Tried different variations of this, but the fly machine won’t start with errors like containerboot: No such file or directory, and the export does not work either does 'export' exist and is it executable?

I was able to get it to work with:

[processes]
    app = "/usr/bin/env PATH=$PATH:/usr/local/bin /usr/local/bin/containerboot"
1 Like

This worked! I love you @jtdowney, was very frustrated with this :grimacing:

Apologies, yes I was testing a few things (enabling IP forwarding via sysctl) in that command line and I didn’t copy it properly.

Aside from the syntax error in the post, obviously it will need to execute in a shell environment to set the environment variable with export. The correct line was:

[processes]
    app = "sh -c \"export PATH=$PATH:/usr/local/bin; containerboot\""

Or @jtdowney’s solution will work as well. I’ll fix up the main post once I figure out how to edit it :sweat_smile:

Thanks, this works now @cs1 ! I’ve done all thats instructed, though I didn’t remove the existing public ipv4/ipv6 from the fly machine. I can ping the machine from a different tailscale enabled device. How can I establish a connection from the tailscaled fly machine (hasura) to another tailscaled machine (postgres on crunchybridge)? If I ping the crunchy machine from my fly machine, I’m not getting anything back.

No worries!

I don’t want to get too far in the weeds with Tailscale stuff here as it can get complicated - and from your description it’s not exactly what we’ve set out to do here, but I would just check that you have an appropriate ACL allowing your hasura<>crunchybridge network communication.

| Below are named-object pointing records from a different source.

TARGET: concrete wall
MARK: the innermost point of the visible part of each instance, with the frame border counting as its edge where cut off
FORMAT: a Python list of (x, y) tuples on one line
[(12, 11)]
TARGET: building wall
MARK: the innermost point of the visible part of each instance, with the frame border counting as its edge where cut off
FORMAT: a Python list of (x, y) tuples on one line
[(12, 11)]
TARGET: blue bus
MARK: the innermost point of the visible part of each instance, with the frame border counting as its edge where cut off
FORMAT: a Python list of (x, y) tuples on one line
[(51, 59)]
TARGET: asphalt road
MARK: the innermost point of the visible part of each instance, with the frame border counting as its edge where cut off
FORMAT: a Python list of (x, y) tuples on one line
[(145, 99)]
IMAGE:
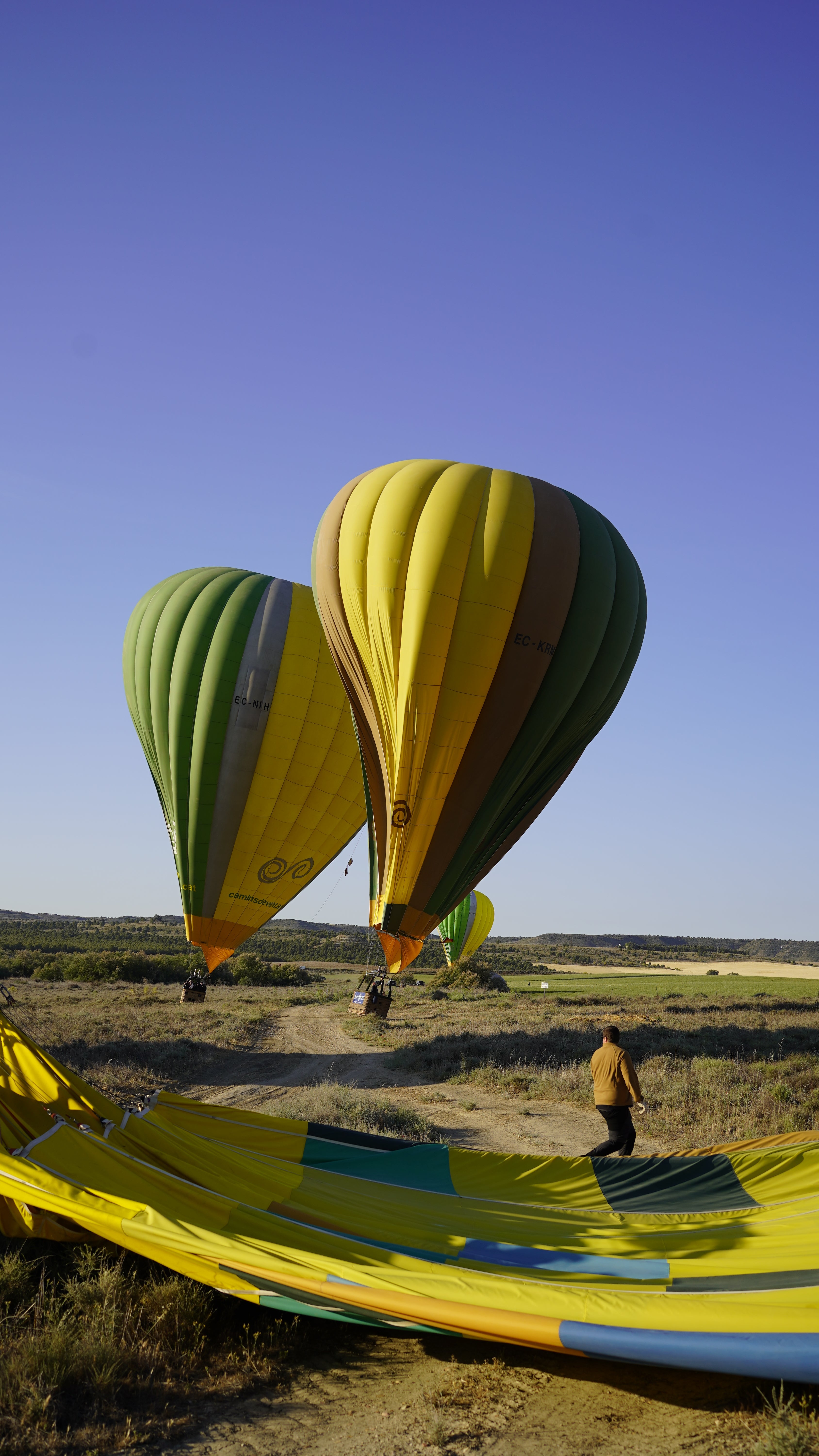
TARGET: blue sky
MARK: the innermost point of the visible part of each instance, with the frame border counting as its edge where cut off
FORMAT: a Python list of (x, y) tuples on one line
[(251, 250)]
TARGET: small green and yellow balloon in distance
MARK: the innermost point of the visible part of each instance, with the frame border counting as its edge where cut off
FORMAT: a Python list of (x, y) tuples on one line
[(466, 928), (249, 739), (485, 625)]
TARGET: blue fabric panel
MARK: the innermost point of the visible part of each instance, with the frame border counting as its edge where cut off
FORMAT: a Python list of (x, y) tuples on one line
[(520, 1256), (770, 1358)]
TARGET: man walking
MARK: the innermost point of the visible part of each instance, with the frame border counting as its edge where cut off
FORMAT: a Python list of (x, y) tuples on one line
[(616, 1091)]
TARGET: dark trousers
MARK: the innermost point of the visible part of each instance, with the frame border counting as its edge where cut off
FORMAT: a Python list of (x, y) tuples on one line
[(620, 1133)]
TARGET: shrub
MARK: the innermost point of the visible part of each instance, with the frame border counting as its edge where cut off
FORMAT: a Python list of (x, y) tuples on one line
[(472, 975), (252, 970)]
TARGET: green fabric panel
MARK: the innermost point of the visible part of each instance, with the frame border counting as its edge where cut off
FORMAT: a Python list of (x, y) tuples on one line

Were you able to get this to work? I’m having trouble reasoning how that would be possible without ruining tailscale on the machine.

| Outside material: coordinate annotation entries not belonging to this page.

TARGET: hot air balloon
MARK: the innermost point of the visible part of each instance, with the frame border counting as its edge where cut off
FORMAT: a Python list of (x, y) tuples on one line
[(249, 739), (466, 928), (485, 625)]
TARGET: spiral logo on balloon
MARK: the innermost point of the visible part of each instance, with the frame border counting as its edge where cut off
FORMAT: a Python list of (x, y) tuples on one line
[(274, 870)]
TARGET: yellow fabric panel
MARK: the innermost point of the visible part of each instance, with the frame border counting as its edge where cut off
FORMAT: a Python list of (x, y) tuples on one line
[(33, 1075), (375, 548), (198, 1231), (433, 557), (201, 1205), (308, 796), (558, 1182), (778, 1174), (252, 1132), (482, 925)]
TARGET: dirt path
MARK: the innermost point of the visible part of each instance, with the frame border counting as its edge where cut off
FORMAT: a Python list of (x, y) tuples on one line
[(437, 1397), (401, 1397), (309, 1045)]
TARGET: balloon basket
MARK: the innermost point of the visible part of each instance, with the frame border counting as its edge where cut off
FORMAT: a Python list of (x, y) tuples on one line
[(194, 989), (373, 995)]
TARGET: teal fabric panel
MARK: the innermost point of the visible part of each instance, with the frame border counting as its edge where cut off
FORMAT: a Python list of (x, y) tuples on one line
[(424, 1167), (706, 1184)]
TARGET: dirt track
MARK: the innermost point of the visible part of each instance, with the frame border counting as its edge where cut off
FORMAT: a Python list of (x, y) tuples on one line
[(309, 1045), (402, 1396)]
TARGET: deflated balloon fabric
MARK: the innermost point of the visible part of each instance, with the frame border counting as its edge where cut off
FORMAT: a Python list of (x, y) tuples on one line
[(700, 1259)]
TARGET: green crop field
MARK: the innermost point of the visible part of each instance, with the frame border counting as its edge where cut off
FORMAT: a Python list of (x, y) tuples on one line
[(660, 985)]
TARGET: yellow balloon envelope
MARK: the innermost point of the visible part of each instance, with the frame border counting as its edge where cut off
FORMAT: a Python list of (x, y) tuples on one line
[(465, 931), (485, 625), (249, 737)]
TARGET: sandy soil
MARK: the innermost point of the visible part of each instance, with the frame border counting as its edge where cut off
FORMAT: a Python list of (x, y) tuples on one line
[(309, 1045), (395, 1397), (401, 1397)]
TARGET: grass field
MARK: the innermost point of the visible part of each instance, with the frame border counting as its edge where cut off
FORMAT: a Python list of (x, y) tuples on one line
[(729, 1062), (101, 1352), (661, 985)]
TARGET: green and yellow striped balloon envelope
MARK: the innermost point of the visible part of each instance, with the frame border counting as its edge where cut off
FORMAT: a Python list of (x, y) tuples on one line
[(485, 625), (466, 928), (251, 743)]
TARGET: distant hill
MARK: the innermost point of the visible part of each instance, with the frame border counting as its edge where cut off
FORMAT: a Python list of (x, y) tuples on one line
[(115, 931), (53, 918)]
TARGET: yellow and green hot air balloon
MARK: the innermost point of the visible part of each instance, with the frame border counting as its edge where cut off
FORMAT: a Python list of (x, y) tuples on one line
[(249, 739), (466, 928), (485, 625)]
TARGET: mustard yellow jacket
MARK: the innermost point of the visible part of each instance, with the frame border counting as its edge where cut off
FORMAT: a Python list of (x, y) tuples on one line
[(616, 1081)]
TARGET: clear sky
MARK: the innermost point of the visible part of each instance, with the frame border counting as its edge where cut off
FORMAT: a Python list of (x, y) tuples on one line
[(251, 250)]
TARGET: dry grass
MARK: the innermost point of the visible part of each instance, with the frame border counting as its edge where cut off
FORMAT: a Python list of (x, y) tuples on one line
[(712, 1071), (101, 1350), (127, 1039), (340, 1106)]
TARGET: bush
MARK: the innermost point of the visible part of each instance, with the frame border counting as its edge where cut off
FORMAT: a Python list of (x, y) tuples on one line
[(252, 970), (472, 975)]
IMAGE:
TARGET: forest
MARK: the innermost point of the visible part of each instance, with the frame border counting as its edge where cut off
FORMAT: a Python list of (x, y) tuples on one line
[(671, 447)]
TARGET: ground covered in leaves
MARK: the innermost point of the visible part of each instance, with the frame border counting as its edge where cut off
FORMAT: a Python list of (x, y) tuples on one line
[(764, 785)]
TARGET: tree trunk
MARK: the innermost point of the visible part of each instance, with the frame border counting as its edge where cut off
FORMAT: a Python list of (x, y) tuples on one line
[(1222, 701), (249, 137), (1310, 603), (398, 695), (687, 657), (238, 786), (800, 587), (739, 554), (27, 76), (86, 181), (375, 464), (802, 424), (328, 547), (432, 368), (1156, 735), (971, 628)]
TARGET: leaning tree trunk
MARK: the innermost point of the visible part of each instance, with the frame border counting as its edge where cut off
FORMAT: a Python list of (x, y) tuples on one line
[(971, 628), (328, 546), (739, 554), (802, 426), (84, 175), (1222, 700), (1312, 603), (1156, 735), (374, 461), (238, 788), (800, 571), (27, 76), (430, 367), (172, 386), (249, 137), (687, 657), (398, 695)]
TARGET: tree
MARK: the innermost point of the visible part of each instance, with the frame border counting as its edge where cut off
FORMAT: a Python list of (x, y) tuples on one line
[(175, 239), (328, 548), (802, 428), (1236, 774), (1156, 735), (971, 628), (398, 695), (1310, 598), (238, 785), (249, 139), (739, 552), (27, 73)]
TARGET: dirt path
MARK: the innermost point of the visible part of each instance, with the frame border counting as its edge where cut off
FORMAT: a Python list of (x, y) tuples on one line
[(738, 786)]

Right now we run tailscale on each machine but there are some downsides and using the subnet routing gets us closer to the ideal.

Namely I’d like to not have to bundle tailscale with each deployment. Or even better, I’d rather not rely on tailscale at all for critical infrastructure.

We can use magicdns but the machine name changes each time so password managers end up being a bit worthless. The ephemeral TS nodes make it unclear which one we should connect to. I know we can clean up those after but that adds complexity to an already complex set up. If we ran a single machine, allowed for downtime, and cleaned up the ephemeral node in TS, perhaps it could work but that’s far from ideal.

Once I found the Shortcuts guide in the tailscale docs I was able to make it a little less annoying on macos. Not so much on my android phone though. Edit: missed --state=mem: flag the first time around on this. This makes cleaning up ephemeral nodes via tailscale logout much easier.

We run a PWA so a stable domain and HTTPS would mean we wouldn’t have to reinstall the staging app on each deploy.

Crunchy bridge worked well for us for our MVP but looking forward to Supabase managed solution so we don’t have to use Tailscale for that connection.

@cs1 thanks for this. Works great. Certs + DNS would make this a killer feature for us. Would happily pay for a turn key solution. I noticed a recent post from fly staff for adding DNS resolution via an env var but unclear if it’s useful in this situation.

The addition of dnsproxy here seems helpful tailscale-router/start.sh at main · fly-apps/tailscale-router · GitHub. With that I bet we could use split DNS with .flycast.

1 Like

I played around with this a bit more. Setting --state=mem: flag on tailscaled and --hostname=${FLY_APP_NAME} creates a nice and stable hostname on the tailnet. However the TTL on magicDNS is 10 minutes so unfortunately it’s not a great solution if DNS is desired.

Here’s an interesting workaround: fly proxy 8080:8080 and tailscale serve http://localhost:8080 will give you a stable hostname with https. This could work for temporary scenarios and at least allows for the installation of the PWA.

FYI since it appears this post refers to the “Legacy” permissions, turning on the “Device” permissions doesn’t really make sense anymore RE OAuth clients; for those who are wondering, the translation to the “New” permissions by looking at the list of scopes and the API endpoints they correspond to are auth_keys, devices:core, devices:posture_attributes read/write for each. With that it works!